Aug 23, 2022 - Economy & Business

Public goods devotee pushes green pill in crypto

Photo illustration of Kevin Owocki, the founder of Gitcoin, and abstract shapes.

Photo illustration: Victoria Ellis/Axios. Photo: Courtesy of Gitcoin

Kevin Owocki is the founder of Gitcoin, an Ethereum-based funding marketplace, and author of "GreenPilled: How Crypto Can Regenerate The World."

Why it matters: What gets funded on Gitcoin, with its democratized model for project funding, is effectively a snapshot of the priorities within the crypto software developer community. And its solarpunkian founder is optimistic about a crowdsourced future.

Context: Gitcoin has delivered $65 million in funding to the industry via bounties, grants, tips and other products since its start, generating roughly $6 million quarterly to fund various projects for the past six quarters, according to Owocki.

  • Its matching pool has drawn participation from big investors including Coinbase, a16z, Polygon, Starkware and Aave Grants, and helped the likes of decentralized exchanges Uniswap and 1inch get started. (It's also endorsed by Vitalik Buterin.)

What he's saying: "The [original] idea was to create a place for open-source software developers to 'git coin' — pun intended — for their work," Owocki tells Axios. Now, the core offering on the website is grants funding.

The big picture: Owocki is a proponent for "taking the green pill" — a pushback on the "degen" culture of meme tokens and gambling — while advocating for the use of crypto to create an economic system that increases in resource capacity over time.

  • To Owocki the internet is a public good, the metaphorical tree that anyone can benefit from.

Of note: Ethereum's move to a proof-of-stake consensus mechanism vs a proof-of-work one is important to Owocki, for one, because it makes that blockchain more sustainable.

Between the lines: Gitcoin Grants soups up crowdfunding with quadratic funding, using math to auto allocate capital in matching pools based on the number of contributors. Put simply, Gitcoin puts a premium on the interests of the many rather than, say, a well-heeled few.

  • Here's how it works: Two projects are looking to nab a $100,000 matching pool. They raise the same amount, $500, with one raising from five individuals and the other from just one. The former project's match would be $8,333 compared to the latter's, $1,667, because it got more votes.

Flashback: Gitcoin's success is, in part, owed to Owocki's sensibility, which he describes as: "flexible on the details and dogmatic on the mission."

  • "We were working off the broad thesis that there’s going to be trillions of capital in the open-source financial system and some of that would make its way back to developers," he said. "What we didn’t know was the mechanism through which that capital would reach software developers."
  • Indeed Gitcoin started with bounties and landed on grants, but it's also dabbled in other offerings like ads and NFTs, Owocki said.

What's happening: "Bounties and grants reflect current state of the market from a tech perspective. There’s a lot of ethereum 2.0 clients getting funded on Gitcoin Grants," Owocki said.
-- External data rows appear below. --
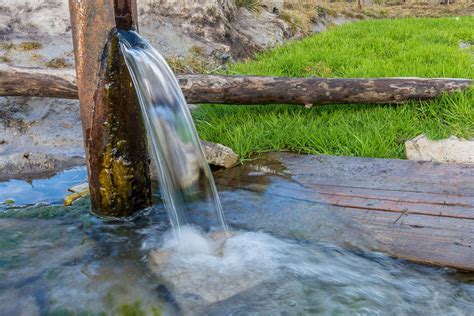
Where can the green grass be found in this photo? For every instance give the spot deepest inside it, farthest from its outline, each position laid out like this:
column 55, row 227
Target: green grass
column 376, row 48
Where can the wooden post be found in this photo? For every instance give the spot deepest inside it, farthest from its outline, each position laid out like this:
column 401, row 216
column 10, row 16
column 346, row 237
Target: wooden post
column 113, row 128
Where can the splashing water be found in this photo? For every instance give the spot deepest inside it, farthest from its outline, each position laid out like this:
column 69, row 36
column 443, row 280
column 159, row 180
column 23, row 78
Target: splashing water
column 186, row 182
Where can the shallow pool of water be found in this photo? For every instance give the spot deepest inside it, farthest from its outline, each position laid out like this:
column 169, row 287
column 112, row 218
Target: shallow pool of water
column 64, row 260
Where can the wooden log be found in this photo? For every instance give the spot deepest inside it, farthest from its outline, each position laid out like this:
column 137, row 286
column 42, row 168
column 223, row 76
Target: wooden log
column 419, row 211
column 249, row 89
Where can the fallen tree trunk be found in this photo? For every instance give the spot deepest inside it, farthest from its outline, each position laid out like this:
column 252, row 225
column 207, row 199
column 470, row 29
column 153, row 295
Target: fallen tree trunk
column 248, row 89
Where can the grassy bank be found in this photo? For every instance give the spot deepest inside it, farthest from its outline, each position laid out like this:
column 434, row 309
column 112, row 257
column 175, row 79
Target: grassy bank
column 376, row 48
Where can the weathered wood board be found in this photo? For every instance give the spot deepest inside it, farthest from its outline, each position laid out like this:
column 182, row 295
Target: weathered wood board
column 419, row 211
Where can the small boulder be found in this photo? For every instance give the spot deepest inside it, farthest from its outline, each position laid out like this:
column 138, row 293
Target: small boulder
column 453, row 149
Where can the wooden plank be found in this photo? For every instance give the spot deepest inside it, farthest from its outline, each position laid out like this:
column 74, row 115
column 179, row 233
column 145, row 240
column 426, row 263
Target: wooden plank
column 423, row 212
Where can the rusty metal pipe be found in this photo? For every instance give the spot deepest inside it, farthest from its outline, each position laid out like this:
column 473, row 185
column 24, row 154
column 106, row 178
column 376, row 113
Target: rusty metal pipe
column 126, row 14
column 113, row 128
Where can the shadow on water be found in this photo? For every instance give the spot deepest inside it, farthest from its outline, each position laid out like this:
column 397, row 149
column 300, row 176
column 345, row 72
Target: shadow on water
column 282, row 258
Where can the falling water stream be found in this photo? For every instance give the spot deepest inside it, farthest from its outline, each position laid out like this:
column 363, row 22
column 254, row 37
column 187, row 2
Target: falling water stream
column 186, row 182
column 285, row 256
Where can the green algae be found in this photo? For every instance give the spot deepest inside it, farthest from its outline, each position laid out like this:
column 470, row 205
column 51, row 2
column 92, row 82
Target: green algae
column 80, row 208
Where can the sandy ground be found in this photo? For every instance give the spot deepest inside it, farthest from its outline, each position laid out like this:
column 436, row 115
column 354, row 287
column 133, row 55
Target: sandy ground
column 44, row 135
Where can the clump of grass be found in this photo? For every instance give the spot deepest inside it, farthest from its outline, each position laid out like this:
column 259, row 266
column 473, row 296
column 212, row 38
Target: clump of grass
column 251, row 5
column 297, row 20
column 27, row 46
column 372, row 48
column 59, row 62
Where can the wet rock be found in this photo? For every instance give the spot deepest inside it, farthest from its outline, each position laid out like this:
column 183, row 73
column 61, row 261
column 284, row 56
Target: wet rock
column 219, row 155
column 31, row 165
column 453, row 149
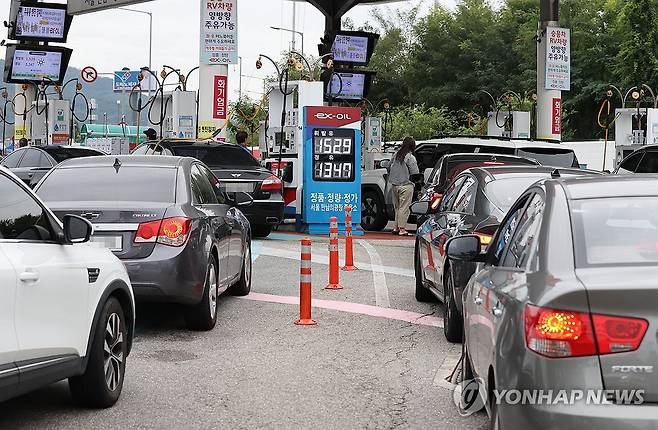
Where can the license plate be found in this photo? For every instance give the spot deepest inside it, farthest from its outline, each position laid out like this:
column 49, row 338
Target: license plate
column 245, row 187
column 113, row 243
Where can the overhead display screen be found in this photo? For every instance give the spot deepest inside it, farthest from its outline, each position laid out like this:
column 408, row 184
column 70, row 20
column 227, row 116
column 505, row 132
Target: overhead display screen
column 353, row 86
column 333, row 155
column 41, row 22
column 35, row 64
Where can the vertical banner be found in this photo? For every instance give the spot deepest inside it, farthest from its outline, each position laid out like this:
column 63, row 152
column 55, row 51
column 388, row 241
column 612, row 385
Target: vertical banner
column 220, row 97
column 219, row 32
column 557, row 116
column 558, row 59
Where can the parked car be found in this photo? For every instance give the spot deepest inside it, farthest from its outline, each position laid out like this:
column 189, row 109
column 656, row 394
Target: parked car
column 31, row 163
column 474, row 203
column 66, row 307
column 377, row 198
column 565, row 298
column 238, row 171
column 644, row 160
column 181, row 237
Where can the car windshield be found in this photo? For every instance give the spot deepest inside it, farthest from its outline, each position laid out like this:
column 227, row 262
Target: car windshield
column 63, row 154
column 92, row 184
column 616, row 231
column 502, row 193
column 218, row 156
column 553, row 157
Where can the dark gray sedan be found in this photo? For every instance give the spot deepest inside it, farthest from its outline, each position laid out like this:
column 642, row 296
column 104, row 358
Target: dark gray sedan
column 566, row 298
column 181, row 238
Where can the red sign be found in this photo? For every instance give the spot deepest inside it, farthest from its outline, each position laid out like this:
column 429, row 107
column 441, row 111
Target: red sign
column 557, row 116
column 220, row 97
column 332, row 116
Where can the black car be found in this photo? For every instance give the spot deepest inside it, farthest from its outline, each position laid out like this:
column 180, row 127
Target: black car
column 179, row 235
column 32, row 163
column 474, row 203
column 238, row 171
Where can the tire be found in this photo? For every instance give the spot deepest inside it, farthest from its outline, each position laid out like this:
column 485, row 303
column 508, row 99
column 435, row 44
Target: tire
column 95, row 388
column 203, row 316
column 373, row 212
column 243, row 287
column 261, row 231
column 453, row 322
column 423, row 294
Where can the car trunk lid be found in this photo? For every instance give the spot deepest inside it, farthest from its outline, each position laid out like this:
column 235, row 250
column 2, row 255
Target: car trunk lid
column 632, row 294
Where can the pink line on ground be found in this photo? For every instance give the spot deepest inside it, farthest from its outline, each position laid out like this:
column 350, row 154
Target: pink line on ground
column 354, row 308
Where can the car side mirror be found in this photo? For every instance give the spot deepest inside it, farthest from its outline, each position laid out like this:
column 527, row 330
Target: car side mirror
column 77, row 229
column 464, row 248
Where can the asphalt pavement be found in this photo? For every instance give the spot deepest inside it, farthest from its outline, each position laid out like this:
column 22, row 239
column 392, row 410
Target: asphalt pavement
column 376, row 359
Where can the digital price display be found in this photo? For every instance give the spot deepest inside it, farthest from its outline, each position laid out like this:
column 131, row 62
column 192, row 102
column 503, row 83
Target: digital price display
column 333, row 155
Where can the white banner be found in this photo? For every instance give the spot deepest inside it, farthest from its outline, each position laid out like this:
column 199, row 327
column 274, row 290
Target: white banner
column 219, row 32
column 78, row 7
column 558, row 59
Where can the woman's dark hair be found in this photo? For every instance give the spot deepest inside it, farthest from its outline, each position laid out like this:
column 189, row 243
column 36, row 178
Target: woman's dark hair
column 408, row 145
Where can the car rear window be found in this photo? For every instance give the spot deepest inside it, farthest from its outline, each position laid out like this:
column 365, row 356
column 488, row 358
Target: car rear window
column 218, row 156
column 615, row 231
column 128, row 184
column 554, row 157
column 63, row 154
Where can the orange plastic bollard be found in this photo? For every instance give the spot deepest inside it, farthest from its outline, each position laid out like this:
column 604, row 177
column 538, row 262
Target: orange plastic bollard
column 349, row 250
column 334, row 277
column 305, row 285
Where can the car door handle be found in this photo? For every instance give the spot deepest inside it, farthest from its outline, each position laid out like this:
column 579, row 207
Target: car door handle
column 29, row 277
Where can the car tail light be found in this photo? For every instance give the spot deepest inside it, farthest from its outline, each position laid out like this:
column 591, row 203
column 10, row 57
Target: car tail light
column 169, row 231
column 556, row 333
column 618, row 334
column 272, row 183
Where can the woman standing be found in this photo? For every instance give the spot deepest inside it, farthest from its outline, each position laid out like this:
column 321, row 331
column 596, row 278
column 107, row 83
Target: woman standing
column 403, row 166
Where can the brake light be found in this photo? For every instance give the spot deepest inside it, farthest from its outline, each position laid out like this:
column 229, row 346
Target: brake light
column 272, row 183
column 170, row 231
column 556, row 333
column 618, row 334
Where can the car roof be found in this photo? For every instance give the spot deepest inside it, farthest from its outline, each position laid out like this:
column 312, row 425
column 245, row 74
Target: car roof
column 610, row 186
column 126, row 160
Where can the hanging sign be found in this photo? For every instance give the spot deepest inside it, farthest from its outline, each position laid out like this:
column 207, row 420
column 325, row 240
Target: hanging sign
column 558, row 59
column 219, row 32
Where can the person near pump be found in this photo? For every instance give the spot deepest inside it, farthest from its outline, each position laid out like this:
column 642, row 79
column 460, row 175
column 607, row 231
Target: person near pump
column 403, row 166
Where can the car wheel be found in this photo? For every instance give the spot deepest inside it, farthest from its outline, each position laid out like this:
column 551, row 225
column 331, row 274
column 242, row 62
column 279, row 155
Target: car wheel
column 423, row 294
column 243, row 287
column 100, row 386
column 453, row 326
column 204, row 315
column 373, row 213
column 261, row 231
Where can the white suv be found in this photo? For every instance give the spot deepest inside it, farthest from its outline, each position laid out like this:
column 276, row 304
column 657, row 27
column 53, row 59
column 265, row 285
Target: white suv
column 66, row 308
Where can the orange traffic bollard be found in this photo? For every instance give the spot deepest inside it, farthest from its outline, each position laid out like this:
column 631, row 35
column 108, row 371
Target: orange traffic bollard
column 334, row 280
column 305, row 285
column 349, row 251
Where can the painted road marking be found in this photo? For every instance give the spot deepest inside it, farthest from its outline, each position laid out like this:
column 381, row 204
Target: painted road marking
column 378, row 277
column 354, row 308
column 324, row 259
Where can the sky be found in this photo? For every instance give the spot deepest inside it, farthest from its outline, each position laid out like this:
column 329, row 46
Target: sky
column 111, row 40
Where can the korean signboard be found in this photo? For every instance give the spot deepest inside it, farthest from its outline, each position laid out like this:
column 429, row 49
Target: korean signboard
column 558, row 59
column 219, row 32
column 220, row 97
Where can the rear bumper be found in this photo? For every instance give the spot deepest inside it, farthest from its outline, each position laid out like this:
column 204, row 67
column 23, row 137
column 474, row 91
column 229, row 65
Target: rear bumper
column 264, row 212
column 580, row 416
column 172, row 275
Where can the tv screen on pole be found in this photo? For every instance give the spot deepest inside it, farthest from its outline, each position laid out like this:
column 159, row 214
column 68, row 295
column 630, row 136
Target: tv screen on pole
column 25, row 63
column 34, row 21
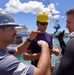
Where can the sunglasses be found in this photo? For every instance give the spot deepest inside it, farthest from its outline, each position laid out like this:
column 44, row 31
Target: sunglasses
column 43, row 23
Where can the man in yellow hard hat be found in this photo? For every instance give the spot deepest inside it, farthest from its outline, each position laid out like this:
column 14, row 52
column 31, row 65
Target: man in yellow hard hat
column 33, row 51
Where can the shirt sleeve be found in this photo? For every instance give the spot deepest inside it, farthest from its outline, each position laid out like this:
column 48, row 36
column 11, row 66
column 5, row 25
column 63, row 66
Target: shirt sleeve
column 23, row 69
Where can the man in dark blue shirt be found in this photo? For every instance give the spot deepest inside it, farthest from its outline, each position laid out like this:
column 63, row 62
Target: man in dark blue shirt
column 9, row 64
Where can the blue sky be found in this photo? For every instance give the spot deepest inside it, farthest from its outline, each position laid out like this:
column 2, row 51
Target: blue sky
column 25, row 11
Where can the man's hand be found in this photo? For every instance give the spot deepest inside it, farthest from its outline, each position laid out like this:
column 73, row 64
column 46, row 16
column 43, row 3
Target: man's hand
column 33, row 34
column 60, row 35
column 55, row 51
column 42, row 43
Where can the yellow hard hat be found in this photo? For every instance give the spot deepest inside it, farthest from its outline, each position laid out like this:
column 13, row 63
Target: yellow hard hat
column 42, row 17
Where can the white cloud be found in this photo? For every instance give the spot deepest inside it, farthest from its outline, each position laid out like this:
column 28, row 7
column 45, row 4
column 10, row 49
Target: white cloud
column 62, row 16
column 15, row 6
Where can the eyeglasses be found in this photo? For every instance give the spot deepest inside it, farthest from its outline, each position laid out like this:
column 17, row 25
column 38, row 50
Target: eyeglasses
column 43, row 23
column 9, row 27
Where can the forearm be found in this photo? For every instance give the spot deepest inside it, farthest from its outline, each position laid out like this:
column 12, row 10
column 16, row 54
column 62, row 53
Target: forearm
column 31, row 56
column 62, row 45
column 21, row 48
column 44, row 61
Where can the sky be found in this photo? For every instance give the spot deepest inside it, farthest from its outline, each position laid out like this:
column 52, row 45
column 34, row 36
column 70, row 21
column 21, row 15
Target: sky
column 25, row 12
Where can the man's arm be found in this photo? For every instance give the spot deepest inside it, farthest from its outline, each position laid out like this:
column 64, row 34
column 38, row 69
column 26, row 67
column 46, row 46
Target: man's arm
column 27, row 55
column 23, row 46
column 43, row 67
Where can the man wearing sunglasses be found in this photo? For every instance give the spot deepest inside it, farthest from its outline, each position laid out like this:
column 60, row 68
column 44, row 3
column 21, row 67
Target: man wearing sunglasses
column 10, row 65
column 34, row 51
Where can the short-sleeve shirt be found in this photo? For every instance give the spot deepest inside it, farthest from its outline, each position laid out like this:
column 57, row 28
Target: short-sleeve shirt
column 35, row 48
column 9, row 65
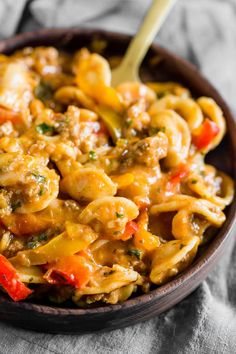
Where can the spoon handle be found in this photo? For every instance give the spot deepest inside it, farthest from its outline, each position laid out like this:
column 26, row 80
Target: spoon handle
column 139, row 45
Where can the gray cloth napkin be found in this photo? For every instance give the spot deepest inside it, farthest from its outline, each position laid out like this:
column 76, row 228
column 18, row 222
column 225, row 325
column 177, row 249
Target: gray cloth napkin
column 203, row 31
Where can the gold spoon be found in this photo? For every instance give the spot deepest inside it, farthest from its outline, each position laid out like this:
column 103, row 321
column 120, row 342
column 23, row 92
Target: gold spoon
column 128, row 70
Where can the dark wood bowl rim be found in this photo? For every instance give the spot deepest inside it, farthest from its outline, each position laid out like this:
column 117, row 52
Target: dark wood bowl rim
column 21, row 40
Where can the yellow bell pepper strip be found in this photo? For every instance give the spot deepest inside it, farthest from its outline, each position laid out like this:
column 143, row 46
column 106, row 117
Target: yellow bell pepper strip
column 143, row 238
column 112, row 120
column 72, row 270
column 76, row 238
column 10, row 281
column 123, row 181
column 32, row 275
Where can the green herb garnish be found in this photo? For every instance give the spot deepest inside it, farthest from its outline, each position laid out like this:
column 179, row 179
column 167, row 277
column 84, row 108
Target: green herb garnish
column 134, row 252
column 92, row 155
column 44, row 128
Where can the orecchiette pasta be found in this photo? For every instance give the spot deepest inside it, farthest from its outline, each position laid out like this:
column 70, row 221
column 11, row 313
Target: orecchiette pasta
column 103, row 190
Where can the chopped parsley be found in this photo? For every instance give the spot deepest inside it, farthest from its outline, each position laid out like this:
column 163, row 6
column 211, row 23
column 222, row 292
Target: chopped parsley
column 44, row 128
column 92, row 155
column 119, row 215
column 134, row 252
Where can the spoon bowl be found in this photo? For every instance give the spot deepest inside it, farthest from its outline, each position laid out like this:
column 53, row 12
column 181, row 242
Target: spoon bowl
column 44, row 316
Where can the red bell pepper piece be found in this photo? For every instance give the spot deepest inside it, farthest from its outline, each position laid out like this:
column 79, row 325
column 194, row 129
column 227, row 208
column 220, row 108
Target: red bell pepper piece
column 208, row 131
column 10, row 281
column 72, row 270
column 130, row 229
column 181, row 172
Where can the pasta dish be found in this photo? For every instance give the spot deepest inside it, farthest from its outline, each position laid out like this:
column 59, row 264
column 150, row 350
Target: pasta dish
column 104, row 192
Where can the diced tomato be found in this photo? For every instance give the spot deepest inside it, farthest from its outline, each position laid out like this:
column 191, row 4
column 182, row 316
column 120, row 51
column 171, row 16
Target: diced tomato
column 73, row 270
column 6, row 115
column 208, row 131
column 10, row 281
column 130, row 229
column 181, row 172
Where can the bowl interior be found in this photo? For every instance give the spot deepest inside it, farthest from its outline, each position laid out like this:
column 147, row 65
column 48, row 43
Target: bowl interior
column 168, row 68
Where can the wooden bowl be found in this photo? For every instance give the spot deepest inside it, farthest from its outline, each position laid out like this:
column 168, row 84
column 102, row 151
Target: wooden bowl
column 49, row 318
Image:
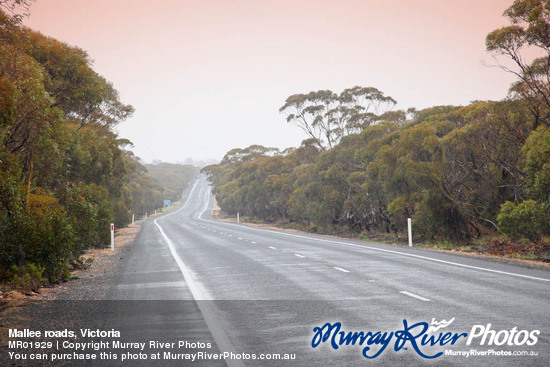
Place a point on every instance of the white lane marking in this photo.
(342, 270)
(366, 247)
(415, 296)
(200, 295)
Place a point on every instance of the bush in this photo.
(26, 278)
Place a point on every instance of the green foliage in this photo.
(527, 219)
(64, 173)
(27, 278)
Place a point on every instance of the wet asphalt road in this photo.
(263, 291)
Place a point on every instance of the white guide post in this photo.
(112, 236)
(409, 226)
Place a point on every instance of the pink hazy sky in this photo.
(207, 76)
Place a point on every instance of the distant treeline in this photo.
(65, 175)
(173, 177)
(460, 172)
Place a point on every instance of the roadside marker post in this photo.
(112, 236)
(409, 226)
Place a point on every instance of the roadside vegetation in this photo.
(473, 177)
(65, 174)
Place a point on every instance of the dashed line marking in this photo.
(415, 296)
(340, 269)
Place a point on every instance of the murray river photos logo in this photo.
(420, 337)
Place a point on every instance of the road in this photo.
(251, 291)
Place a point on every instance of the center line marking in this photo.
(415, 296)
(340, 269)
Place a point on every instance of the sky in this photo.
(208, 76)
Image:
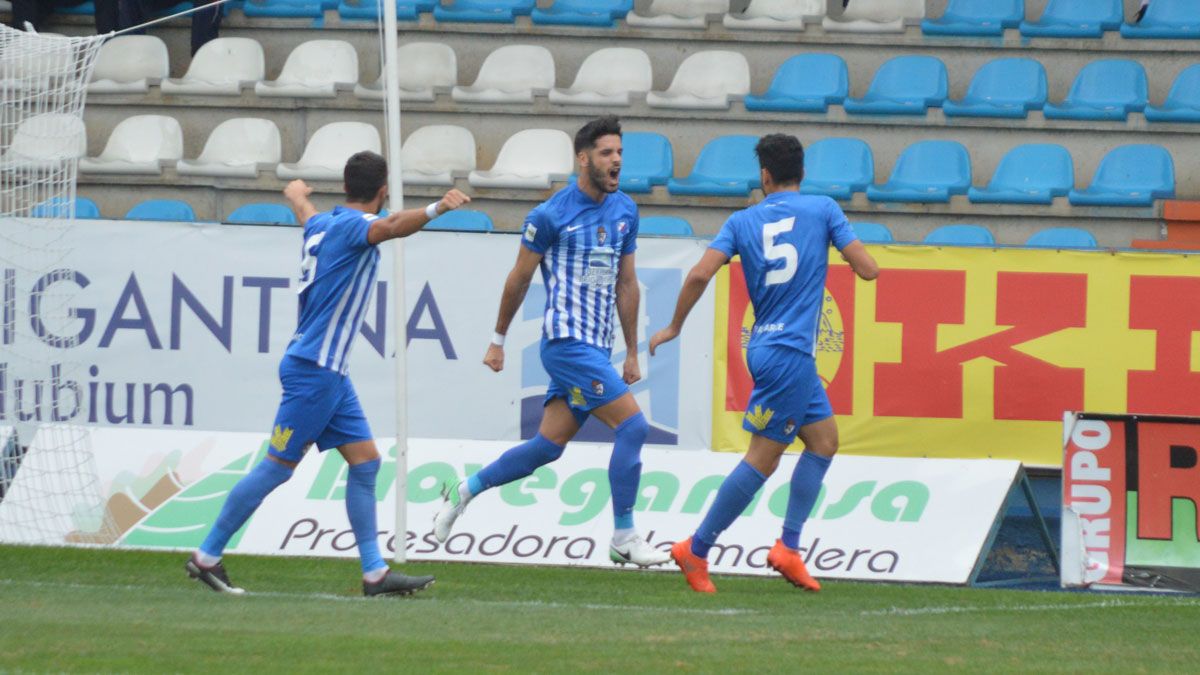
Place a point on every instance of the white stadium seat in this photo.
(706, 79)
(130, 64)
(607, 77)
(432, 155)
(529, 159)
(510, 75)
(221, 67)
(315, 69)
(324, 156)
(237, 148)
(425, 69)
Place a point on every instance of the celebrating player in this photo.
(784, 243)
(337, 272)
(583, 238)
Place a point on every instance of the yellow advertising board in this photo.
(978, 352)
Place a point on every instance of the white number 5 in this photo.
(773, 251)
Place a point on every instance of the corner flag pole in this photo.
(400, 310)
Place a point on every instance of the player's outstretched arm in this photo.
(515, 288)
(693, 288)
(411, 221)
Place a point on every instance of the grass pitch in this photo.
(94, 610)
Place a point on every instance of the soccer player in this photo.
(583, 238)
(337, 272)
(784, 243)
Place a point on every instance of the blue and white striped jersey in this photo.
(581, 243)
(337, 275)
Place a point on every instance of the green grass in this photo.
(99, 610)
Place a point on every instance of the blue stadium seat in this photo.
(1182, 102)
(976, 17)
(804, 83)
(726, 167)
(1063, 238)
(961, 236)
(904, 85)
(1129, 175)
(647, 161)
(1109, 89)
(1170, 19)
(1003, 88)
(162, 209)
(601, 13)
(484, 11)
(873, 233)
(929, 171)
(1075, 18)
(838, 167)
(462, 221)
(1029, 174)
(666, 226)
(262, 214)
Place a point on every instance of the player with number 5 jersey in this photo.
(784, 245)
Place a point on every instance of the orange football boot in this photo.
(789, 562)
(695, 568)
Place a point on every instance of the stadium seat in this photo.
(262, 214)
(462, 221)
(432, 155)
(162, 209)
(904, 85)
(726, 167)
(315, 69)
(873, 233)
(237, 148)
(775, 15)
(960, 236)
(1063, 238)
(1182, 102)
(838, 167)
(1002, 88)
(324, 156)
(1167, 19)
(607, 77)
(647, 161)
(804, 83)
(529, 159)
(483, 11)
(139, 144)
(1029, 174)
(1109, 89)
(599, 13)
(130, 64)
(510, 75)
(976, 18)
(875, 16)
(1075, 18)
(928, 171)
(429, 67)
(221, 67)
(664, 226)
(678, 13)
(1129, 175)
(705, 79)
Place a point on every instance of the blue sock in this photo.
(735, 495)
(805, 487)
(360, 505)
(625, 469)
(516, 463)
(241, 502)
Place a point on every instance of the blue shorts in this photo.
(319, 406)
(787, 393)
(582, 375)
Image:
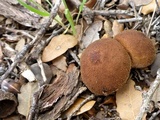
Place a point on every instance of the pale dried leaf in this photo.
(20, 44)
(9, 51)
(57, 46)
(156, 97)
(28, 74)
(128, 101)
(108, 28)
(87, 106)
(117, 28)
(141, 2)
(149, 7)
(26, 96)
(91, 34)
(60, 63)
(1, 53)
(156, 65)
(79, 32)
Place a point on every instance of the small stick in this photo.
(80, 105)
(39, 61)
(147, 96)
(17, 31)
(151, 19)
(130, 20)
(20, 56)
(74, 56)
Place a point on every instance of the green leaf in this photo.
(70, 19)
(42, 13)
(80, 9)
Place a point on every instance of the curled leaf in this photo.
(57, 46)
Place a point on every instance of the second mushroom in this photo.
(106, 63)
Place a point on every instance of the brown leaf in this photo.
(25, 97)
(1, 53)
(87, 106)
(156, 65)
(128, 101)
(20, 44)
(108, 28)
(60, 63)
(57, 46)
(117, 28)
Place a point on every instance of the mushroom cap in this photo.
(105, 66)
(139, 47)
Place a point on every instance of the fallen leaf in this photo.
(91, 34)
(117, 28)
(156, 65)
(57, 46)
(149, 7)
(128, 101)
(108, 28)
(124, 4)
(60, 63)
(27, 73)
(156, 97)
(1, 53)
(20, 44)
(26, 96)
(86, 107)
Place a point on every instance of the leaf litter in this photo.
(62, 97)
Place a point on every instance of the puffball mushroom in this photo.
(139, 47)
(105, 66)
(106, 63)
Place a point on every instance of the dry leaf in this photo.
(26, 96)
(20, 44)
(27, 73)
(117, 28)
(86, 107)
(128, 101)
(150, 7)
(60, 63)
(57, 46)
(1, 54)
(141, 2)
(156, 97)
(91, 34)
(108, 28)
(156, 65)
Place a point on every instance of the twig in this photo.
(154, 115)
(151, 19)
(147, 96)
(39, 61)
(20, 56)
(38, 49)
(130, 20)
(74, 57)
(80, 105)
(34, 110)
(17, 31)
(113, 12)
(89, 14)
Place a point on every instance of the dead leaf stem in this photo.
(37, 38)
(148, 96)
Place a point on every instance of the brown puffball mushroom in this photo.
(105, 66)
(139, 47)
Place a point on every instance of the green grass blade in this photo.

What's next: A Crypto Advocacy round on regulation focused on building support for organizations "at the forefront of good crypto policy and in defense of the open web."

  • "The advocacy round will be the biggest one that we’ve seen in the history of Gitcoin Grants," Owocki says.

Context: Advocacy has become more important lately as regulators clamp down on the industry. For example, the U.S. Treasury’s Office of Foreign Assets Control, or OFAC's, sanctioning Tornado Cash pushed the issue of privacy to the fore.

  • "The real question for me is [if] you have a regulator in one jurisdiction that is going to ban addresses on the global network, does the network then change the infrastructure," Owocki said, "Or does it route around that sanction or if you believe it’s censorship, censor it."
  • Coin Center, a Washington D.C.-based research and advocacy firm, is going to challenge this action in court on the basis that you can’t regulate speech.

Dates to watch: Gitcoin Grants' 15th funding round is set for Sept. 7 -Sept. 22. The Merge will take place in the thick of it.